The last member of an indigenous tribe besieged in Brazil has died of herbal causes. Activists offer their legacy as a symbol of the genocide and resistance of their people, and call for the preservation of their land as a reminder of both.
Little is known about the man, whose death was announced over the weekend by Funai, Brazil’s federal indigenous affairs firm. He is the only inhabitant of the Tanaru indigenous territory in the western Amazonian state of Rondonia.
Their ethnicity, language and calling remain a mystery. But its uniqueness, and decades of isolation, have earned it greater popularity in Brazil and beyond. with pointed stakes inside), and he can be seen cutting down a tree with an axe-shaped tool in a video captured by a government team in 2018.
The rest of his tribe was likely massacred in attacks perpetrated by gunmen hired through settlers and herders dating back to the 1970s, according to Survival International, a London-based human rights organization that advocates for indigenous and remote peoples. Since then, he has resisted every intentos. al tact and “made it clear that he was just looking to be left alone,” Fiona Watson, Survival’s director of studies and advocacy, said in a statement.
“No outsider knew this man’s name, not even much about his tribe, and with his death, the genocide of his other relatives is complete,” Watson added. cattle ranchers hungry for land and wealth. “
Funai believes the man died for herbal reasons and ordered a report from the federal examiner to verify this.
His body was discovered in a hammock inside his hut last Tuesday by a circular of federal control and territorial surveillance, the firm added. There were no signs of violence or fighting, no signs that other people were on the scene or in nearby forests. .
The Guardian reports that a Funai official tracking the man’s well-being from afar discovered his decomposing body with colourful feathers placed around it, perhaps indicating that the man was ready to die. The official estimated his age at about 60 years.

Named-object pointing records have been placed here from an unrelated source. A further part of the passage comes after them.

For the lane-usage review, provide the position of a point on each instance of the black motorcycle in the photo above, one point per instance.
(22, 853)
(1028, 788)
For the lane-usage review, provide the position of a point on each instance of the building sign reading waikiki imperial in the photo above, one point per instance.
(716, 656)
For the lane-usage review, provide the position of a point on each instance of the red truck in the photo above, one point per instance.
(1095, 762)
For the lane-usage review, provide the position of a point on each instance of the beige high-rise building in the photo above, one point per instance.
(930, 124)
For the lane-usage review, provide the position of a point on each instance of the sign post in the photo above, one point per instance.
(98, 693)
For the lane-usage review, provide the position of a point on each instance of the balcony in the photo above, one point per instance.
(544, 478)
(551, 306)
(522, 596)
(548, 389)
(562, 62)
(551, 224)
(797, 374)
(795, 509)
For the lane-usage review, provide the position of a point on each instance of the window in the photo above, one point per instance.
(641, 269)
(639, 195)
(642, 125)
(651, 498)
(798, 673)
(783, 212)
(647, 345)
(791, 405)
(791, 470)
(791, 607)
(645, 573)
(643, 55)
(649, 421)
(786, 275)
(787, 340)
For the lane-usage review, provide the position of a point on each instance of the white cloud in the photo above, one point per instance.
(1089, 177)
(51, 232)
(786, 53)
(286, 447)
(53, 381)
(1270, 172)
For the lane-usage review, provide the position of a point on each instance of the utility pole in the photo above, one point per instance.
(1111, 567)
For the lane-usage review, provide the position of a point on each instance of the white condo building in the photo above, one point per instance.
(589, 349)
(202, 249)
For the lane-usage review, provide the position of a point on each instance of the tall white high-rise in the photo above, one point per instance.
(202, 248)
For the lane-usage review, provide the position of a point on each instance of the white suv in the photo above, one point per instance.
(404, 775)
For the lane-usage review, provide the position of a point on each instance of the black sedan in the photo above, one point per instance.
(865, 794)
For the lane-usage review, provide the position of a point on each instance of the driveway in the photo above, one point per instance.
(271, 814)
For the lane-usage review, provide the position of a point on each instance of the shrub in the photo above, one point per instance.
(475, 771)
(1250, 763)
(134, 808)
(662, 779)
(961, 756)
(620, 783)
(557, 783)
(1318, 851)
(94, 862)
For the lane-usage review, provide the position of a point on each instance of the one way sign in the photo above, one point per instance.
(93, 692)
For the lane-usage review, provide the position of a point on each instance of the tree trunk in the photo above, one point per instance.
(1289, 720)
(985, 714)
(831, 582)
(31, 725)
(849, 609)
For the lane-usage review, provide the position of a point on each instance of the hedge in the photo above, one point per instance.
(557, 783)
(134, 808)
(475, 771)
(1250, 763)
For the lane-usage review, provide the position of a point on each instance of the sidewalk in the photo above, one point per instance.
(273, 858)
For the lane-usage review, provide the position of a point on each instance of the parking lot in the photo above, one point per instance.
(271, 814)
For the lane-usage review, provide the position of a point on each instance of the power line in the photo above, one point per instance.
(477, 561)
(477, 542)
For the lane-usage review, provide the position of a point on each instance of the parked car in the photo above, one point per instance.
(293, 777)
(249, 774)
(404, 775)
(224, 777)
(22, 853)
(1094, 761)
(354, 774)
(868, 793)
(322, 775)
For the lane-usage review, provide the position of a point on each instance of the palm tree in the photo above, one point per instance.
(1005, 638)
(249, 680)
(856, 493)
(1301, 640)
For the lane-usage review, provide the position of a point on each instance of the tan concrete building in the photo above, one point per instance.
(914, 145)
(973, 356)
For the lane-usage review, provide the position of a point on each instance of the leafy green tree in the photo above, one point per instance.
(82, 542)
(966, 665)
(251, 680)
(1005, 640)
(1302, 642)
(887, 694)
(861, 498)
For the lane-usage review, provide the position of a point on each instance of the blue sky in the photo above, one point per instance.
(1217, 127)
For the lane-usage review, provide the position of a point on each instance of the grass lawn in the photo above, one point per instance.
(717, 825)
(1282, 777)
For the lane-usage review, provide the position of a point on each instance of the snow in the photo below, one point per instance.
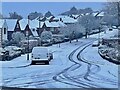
(1, 23)
(34, 32)
(65, 70)
(107, 35)
(11, 24)
(23, 23)
(101, 14)
(66, 19)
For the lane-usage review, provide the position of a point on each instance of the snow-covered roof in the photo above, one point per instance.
(95, 13)
(34, 24)
(53, 24)
(48, 18)
(75, 16)
(11, 24)
(66, 19)
(34, 32)
(23, 23)
(61, 24)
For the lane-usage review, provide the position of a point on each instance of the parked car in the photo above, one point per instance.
(14, 51)
(41, 55)
(2, 54)
(95, 44)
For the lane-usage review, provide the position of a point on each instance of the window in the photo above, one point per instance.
(17, 26)
(4, 30)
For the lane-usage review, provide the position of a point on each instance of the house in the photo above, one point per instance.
(13, 26)
(52, 26)
(30, 26)
(3, 31)
(100, 15)
(66, 19)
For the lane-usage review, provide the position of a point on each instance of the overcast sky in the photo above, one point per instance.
(24, 8)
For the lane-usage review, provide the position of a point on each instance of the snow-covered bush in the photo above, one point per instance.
(46, 36)
(89, 22)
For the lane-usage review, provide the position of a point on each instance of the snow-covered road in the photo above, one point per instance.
(75, 65)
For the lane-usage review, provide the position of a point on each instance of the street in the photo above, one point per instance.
(75, 65)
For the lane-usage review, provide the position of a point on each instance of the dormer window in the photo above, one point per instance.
(33, 29)
(17, 26)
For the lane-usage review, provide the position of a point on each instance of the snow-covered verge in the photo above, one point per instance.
(66, 70)
(40, 76)
(108, 73)
(109, 53)
(110, 48)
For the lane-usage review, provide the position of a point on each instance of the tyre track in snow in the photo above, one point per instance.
(105, 79)
(65, 71)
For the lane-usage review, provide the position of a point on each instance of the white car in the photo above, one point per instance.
(41, 55)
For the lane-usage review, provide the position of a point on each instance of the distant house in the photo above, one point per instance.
(66, 19)
(100, 15)
(13, 26)
(52, 26)
(30, 26)
(3, 30)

Dozens of deserted camps suggest the guy had moved over the years. Funai said the cabin he discovered in 53 of those he had followed over the past 26 years. It was architecturally similar to those that preceded it, made of straw and thatched roof. , and with a single door and an interior edition of the holes I used to dig.
The holes were probably there alone on the occasion of an attack, according to Survival International. The nonprofit also said the guy planted corn, cassava, papaya and bananas, as well as catching animals with his stake traps.
Funai has become aware of the men’s lifestyle in the 1990s after finding evidence of destroyed farm plots and houses dragged by tractors. The company fenced a domain so that the man could live quietly and then officially created the Tanaru Reserve. in 2007.
The territory of Tanaru “presents itself as a small forest island in a sea of vast ranches of farm animals, in one of the regions of maximum violence in Brazil,” according to Survival. It attributes to the area’s herders, who opposed the government’s efforts for land.
Following the man’s death, environmental activists are calling for the reserve to be preserved as a monument to indigenous genocide.
One such organization is the Observatory on the Human Rights of Isolated and Newly Contacted Persons (OPI). In a statement, he also called for the man’s body to be respectable and promptly returned to indigenous territory, and for the land to remain closed until archaeological excavations are carried out. and anthropological studies can be carried out.
The roughly 20,000-acre reserve is one of seven Brazilian territories through land cover orders, which President Jair Bolsonaro has long campaigned to abolish. Bolsonaro, who is due to be re-elected in October, argues that indigenous Brazilians own too much land.
Human Rights Watch (HRW) said earlier this month that Brazil has pursued policies that “seriously threaten” the rights of indigenous peoples.
Invasions and illegal extraction of herbal resources on Brazil’s indigenous lands have tripled since Bolsonaro took office in 2019, according to a report released over the weekend by the Indigenous Missionary Council (CIMI). The Christian advocacy organization said 305 such incidents occurred in 2021. of 109 in 2018.
In contrast to this backdrop, a record 181 applicants who, as indigenous people, are campaigning for Brazil’s upcoming elections, and Bolsonaro’s main opponent, former leftist President Luiz Inácio Lula da Silva, pledged to end illegal mining on indigenous lands if elected.
Watson, along with Survival International, explicitly linked the man’s death to the policies of the Bolsonaro government in his speech on Sunday, in which he warned that other indigenous tribes remain at high risk:
“If President Bolsonaro and his allies in agribusiness succeed, this history will repeat itself over and over again until all the country’s indigenous peoples are wiped out.